I spend about three hours of my Tuesday evenings sharing, discussing, and analyzing various websites, platforms, and applications helpful to teachers and students in the education world. Of all the technologies that we’ve reviewed so far this semester, there’s one that I believe has a greater function for graduate students than for elementary school students.


At its core, Padlet is used as a live bulletin board. Imagine a virtual version of brainstorming using post-its, but without dropping paper everywhere or worrying about if your handwriting will be legible in a few minutes. There are several specific functions of the platform I find to be an exciting, more visually appealing version of more traditional websites.

  1. It can show information all in one piece: an alternative to a template on Google Docs or Word. The example provided in the gallery on Padlet is a guide to training for a half-marathon. Padlet allows you to create columns, grouping information into organized sections.
  2. It can act as a discussion board: an alternative to going through ELMS or any type of forum. Typical discussion boards or forums require refreshing to see responses. Padlet is updated live, much like how anything on Google Drive is if more than one person is on it. Another feature is “reactions,” as people do not necessarily have to comment to participate on the board. If reactions or turned on, people can react to an idea by hitting a thumbs up/down button or smiley face/frowny face.
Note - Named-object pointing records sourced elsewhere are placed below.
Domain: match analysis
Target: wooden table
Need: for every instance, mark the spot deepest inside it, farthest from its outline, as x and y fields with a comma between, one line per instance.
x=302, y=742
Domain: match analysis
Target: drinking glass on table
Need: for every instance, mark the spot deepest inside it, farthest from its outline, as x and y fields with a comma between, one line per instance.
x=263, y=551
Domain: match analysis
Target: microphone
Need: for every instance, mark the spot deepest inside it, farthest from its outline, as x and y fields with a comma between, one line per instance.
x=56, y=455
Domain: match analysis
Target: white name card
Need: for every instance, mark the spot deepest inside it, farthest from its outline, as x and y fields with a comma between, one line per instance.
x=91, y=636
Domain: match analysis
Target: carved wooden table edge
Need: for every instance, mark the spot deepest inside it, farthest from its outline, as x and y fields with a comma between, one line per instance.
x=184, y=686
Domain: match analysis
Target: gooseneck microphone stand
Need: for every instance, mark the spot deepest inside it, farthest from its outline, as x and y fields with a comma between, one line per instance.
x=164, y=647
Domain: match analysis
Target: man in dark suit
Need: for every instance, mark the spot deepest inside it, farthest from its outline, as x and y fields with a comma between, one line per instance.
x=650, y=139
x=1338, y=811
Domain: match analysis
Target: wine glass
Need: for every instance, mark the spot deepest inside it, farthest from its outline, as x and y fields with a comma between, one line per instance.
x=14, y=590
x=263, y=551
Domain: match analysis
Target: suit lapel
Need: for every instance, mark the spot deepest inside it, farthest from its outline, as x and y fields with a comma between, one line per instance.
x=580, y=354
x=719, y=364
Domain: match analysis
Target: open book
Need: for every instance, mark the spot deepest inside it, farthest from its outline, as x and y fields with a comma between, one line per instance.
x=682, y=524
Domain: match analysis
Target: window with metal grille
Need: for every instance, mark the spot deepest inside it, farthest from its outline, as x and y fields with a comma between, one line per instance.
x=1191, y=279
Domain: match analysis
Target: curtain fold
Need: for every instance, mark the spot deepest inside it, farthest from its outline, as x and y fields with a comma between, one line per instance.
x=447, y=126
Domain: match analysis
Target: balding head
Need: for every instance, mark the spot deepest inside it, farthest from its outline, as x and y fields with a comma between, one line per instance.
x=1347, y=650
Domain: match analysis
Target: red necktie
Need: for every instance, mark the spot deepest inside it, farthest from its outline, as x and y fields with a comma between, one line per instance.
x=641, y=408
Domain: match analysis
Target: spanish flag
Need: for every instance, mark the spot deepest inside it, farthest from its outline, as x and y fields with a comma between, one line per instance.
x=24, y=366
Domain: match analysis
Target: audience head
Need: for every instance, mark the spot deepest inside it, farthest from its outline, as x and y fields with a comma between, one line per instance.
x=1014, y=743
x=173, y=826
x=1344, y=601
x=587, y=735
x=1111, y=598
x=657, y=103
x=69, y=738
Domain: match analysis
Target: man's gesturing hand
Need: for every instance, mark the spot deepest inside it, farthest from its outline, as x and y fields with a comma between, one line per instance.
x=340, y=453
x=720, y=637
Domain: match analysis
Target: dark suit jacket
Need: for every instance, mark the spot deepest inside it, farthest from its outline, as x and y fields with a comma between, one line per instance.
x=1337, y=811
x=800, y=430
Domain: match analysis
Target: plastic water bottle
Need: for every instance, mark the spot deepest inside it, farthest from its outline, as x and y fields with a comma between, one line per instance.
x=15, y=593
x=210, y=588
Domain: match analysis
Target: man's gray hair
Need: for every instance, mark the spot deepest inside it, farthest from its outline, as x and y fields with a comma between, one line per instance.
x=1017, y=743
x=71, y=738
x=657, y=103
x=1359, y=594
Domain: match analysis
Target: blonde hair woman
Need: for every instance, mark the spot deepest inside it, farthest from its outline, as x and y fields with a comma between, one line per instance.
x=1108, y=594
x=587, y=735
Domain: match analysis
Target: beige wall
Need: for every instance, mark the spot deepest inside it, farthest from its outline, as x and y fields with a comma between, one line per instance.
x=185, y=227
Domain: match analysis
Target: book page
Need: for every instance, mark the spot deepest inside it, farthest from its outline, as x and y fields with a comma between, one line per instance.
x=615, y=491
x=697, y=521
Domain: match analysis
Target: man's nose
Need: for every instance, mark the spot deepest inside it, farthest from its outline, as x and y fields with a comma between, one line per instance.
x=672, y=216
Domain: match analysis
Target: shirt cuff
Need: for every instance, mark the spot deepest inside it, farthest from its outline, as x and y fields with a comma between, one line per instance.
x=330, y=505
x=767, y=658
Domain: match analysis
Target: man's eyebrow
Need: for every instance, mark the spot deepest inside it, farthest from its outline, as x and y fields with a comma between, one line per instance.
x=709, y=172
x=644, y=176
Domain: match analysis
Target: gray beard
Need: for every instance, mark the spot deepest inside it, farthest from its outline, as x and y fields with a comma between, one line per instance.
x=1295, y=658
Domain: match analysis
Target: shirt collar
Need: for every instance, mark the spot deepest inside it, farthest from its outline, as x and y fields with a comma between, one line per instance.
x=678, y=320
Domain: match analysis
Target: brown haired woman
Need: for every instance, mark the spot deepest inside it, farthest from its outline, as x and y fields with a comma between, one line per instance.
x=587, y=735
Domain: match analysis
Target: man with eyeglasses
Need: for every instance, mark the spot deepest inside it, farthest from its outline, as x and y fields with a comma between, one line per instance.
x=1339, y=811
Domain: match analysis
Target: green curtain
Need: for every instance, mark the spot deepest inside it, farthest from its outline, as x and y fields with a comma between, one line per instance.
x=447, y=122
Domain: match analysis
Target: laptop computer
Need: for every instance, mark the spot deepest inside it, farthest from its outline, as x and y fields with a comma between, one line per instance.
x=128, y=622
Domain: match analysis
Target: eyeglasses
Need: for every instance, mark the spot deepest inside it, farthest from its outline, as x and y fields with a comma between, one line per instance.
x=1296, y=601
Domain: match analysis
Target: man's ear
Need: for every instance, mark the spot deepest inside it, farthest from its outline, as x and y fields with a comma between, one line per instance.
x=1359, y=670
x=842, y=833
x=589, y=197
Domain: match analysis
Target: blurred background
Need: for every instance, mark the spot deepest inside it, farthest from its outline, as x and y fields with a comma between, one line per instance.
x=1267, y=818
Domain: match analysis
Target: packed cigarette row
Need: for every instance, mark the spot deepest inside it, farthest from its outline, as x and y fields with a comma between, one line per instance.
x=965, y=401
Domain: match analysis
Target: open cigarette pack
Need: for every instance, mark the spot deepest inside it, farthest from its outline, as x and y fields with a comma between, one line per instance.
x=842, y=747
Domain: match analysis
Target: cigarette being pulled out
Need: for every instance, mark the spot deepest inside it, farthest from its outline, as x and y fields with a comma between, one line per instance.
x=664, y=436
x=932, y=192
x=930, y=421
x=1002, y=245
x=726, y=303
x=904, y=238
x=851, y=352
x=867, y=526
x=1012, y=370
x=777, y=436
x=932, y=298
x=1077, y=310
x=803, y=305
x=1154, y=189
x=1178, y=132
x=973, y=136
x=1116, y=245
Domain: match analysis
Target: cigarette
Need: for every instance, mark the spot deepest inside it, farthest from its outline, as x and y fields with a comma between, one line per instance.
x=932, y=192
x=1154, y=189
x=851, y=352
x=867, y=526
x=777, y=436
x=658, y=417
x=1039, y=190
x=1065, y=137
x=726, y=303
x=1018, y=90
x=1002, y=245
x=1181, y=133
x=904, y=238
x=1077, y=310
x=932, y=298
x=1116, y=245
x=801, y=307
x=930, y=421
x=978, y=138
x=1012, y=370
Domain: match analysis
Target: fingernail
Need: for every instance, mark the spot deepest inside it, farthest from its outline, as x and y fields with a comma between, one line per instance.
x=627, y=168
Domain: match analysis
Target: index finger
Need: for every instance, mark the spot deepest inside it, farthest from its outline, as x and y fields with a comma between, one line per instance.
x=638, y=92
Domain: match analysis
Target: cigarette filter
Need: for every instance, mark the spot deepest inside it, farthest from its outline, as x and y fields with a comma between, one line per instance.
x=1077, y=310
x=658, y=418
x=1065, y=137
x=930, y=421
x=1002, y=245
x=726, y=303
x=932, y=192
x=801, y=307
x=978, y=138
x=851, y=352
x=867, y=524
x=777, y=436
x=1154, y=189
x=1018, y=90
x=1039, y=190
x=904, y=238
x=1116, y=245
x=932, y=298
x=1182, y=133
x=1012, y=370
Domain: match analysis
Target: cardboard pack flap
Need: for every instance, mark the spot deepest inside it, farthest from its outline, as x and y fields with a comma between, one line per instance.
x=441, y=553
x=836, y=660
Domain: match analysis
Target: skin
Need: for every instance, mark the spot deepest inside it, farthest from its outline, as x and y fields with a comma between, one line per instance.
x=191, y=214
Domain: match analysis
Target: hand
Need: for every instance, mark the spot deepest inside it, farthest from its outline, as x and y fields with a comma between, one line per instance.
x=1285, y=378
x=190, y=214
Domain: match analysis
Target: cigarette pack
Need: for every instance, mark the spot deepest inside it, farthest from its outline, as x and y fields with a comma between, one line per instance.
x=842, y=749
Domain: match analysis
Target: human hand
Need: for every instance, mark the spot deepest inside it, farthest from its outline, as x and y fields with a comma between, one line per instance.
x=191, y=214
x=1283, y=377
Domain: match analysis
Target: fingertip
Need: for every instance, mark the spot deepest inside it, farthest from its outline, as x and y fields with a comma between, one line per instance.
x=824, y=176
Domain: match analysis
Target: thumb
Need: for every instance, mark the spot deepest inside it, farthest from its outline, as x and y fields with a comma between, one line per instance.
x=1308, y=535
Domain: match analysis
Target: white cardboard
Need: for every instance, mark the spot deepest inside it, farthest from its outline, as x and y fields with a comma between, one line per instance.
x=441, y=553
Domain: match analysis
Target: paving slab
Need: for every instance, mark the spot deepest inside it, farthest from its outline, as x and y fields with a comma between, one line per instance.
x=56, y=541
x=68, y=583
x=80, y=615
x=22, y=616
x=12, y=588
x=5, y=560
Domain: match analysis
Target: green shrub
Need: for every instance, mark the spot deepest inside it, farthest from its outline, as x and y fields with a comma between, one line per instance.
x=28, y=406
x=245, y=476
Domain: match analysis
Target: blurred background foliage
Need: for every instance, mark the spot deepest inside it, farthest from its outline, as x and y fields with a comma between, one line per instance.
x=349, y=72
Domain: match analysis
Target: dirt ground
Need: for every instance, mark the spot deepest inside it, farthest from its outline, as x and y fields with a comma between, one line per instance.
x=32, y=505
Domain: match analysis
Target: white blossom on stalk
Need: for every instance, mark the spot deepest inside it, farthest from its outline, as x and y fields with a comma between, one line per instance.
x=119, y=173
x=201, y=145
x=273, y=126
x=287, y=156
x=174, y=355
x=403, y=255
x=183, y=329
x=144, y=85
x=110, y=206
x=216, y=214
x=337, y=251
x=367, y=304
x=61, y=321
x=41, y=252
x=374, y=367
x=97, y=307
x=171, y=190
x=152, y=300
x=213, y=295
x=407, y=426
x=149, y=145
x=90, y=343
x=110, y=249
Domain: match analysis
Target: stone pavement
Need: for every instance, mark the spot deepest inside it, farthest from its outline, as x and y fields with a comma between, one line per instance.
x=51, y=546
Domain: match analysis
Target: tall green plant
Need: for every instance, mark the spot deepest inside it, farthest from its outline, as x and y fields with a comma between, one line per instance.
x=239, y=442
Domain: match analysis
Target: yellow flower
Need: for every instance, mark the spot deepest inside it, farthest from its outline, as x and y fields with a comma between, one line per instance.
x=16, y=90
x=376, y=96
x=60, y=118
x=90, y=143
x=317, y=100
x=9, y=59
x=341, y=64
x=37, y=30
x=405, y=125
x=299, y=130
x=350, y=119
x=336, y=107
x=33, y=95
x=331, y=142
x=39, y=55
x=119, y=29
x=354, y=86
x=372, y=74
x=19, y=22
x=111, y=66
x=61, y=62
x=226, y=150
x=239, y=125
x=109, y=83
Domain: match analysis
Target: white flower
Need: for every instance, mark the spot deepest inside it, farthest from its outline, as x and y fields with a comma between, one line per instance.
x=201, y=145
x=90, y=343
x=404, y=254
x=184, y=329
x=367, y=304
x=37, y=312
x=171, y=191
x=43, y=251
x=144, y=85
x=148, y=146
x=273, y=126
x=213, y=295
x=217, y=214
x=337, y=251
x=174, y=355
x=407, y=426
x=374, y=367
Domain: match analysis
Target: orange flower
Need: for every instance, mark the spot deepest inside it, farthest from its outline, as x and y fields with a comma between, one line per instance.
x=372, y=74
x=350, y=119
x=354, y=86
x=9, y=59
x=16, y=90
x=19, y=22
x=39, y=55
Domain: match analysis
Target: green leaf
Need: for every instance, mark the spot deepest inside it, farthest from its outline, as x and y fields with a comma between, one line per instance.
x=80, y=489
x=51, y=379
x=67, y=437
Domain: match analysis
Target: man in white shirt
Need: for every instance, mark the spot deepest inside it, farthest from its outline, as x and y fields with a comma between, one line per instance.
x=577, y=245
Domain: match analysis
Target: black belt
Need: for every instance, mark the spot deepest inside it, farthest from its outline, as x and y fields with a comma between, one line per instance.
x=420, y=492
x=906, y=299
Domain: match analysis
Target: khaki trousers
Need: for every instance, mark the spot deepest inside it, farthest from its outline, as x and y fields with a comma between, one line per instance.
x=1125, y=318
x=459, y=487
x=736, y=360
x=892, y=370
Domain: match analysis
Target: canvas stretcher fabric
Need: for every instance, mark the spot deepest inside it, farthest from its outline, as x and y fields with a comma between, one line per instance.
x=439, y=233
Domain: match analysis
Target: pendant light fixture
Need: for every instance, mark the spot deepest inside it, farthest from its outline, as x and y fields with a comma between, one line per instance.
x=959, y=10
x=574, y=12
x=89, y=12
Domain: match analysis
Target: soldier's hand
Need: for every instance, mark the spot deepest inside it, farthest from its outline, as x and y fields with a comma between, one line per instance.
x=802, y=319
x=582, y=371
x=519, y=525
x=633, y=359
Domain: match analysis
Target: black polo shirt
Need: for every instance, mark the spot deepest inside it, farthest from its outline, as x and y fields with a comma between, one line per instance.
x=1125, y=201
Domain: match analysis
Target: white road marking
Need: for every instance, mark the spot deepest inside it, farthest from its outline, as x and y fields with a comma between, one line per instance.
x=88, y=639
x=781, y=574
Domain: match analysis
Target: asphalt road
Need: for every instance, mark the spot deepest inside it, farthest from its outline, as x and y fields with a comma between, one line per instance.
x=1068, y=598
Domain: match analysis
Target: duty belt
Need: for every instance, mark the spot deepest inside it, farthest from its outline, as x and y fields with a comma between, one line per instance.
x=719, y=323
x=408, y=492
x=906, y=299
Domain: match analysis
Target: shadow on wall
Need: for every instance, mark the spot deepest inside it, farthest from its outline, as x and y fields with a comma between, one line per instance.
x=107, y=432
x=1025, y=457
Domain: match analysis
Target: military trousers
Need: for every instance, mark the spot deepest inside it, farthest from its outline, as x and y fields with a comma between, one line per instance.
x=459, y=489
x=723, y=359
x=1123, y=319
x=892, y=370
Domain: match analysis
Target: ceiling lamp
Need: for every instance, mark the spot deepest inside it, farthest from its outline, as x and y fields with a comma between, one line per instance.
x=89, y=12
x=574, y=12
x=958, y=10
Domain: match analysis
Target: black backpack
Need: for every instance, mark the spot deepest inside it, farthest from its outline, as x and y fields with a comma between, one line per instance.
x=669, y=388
  3. It can be a stand-alone website: an alternative to more complex websites that require money to create a domain or an overwhelming amount of time dedicated to getting used to a complex user interface. Padlet allows users to think of a simple note (a square, like a class post-it) as their main module. Users can drag it around, include videos, audio, images, and links to websites or another Padlet. A great example of Padlet’s example is this streamlined virtual library.
  4. Last, but not least, it’s a new, exciting way to present information when you’re out of Google Slide or Powerpoint themes…or Prezi. I knew I found myself, after four years of high school, four years of college, and another three years making presentations for students as a teacher, I was looking for a new way to show information. Padlet has that covered!